I’d like to think that as a person of color I have some extraordinary insight about how to talk about race, but the truth is, I don’t. Talking about race is simply uncomfortable. Is it because if you’re white it conjures up a great deal of emotions like uneasiness, defensiveness, and possibly even anger? And if you are the person of color, undoubtedly, there are feelings of shame, hurt, and at times isolation.

I understand and accept the fact that by adopting my son and bringing him to live in America, he will be judged by his skin color. There will be school playground incidents where kids will make fun of him because of his physical differences-his eyes, his nose. More than likely I will have to explain to him the hurtful name calling and navigate the tricky questions he will ask about not being white. Others will try to pigeonhole him because he is conspicuous and he will feel vulnerable living in a mostly white world.
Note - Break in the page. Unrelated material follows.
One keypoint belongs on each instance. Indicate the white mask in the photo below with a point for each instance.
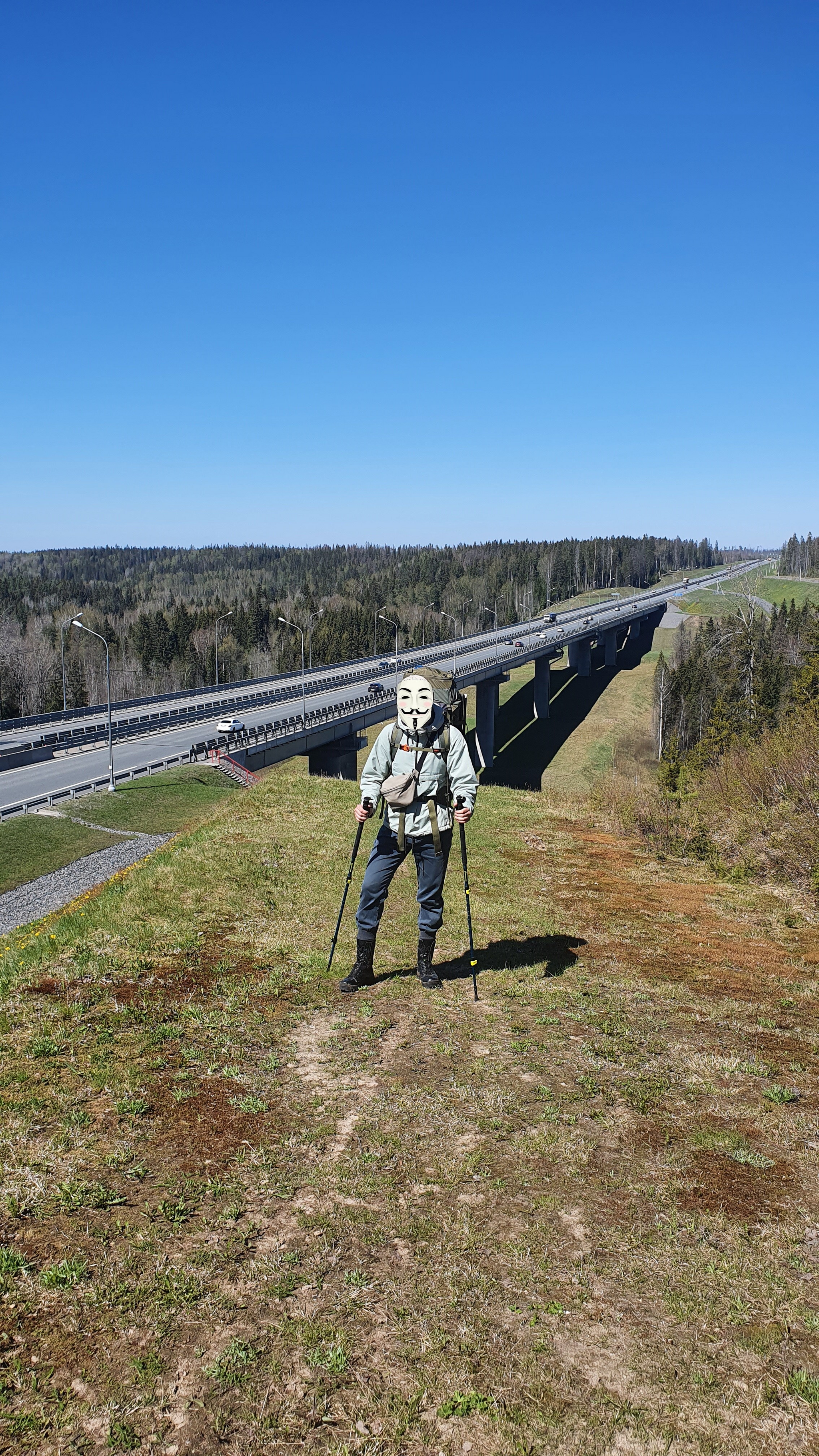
(416, 702)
Maybe the platitude, “Love is all you need” doesn’t apply in this situation. I can’t love away my son’s pain and grief, but what I can do is help prepare him for the messy complicated reality. As his parent, I do need to be honest about the hurt he will experience when kids ridicule him for the first time because of his eyes and skin color. I do need to be candid and tell him that his race does matter. But mostly, I need to be empathetic about how he feels because when that inevitable day arrives where he realizes for the first time that he’s not white, then my only choice is to quietly listen.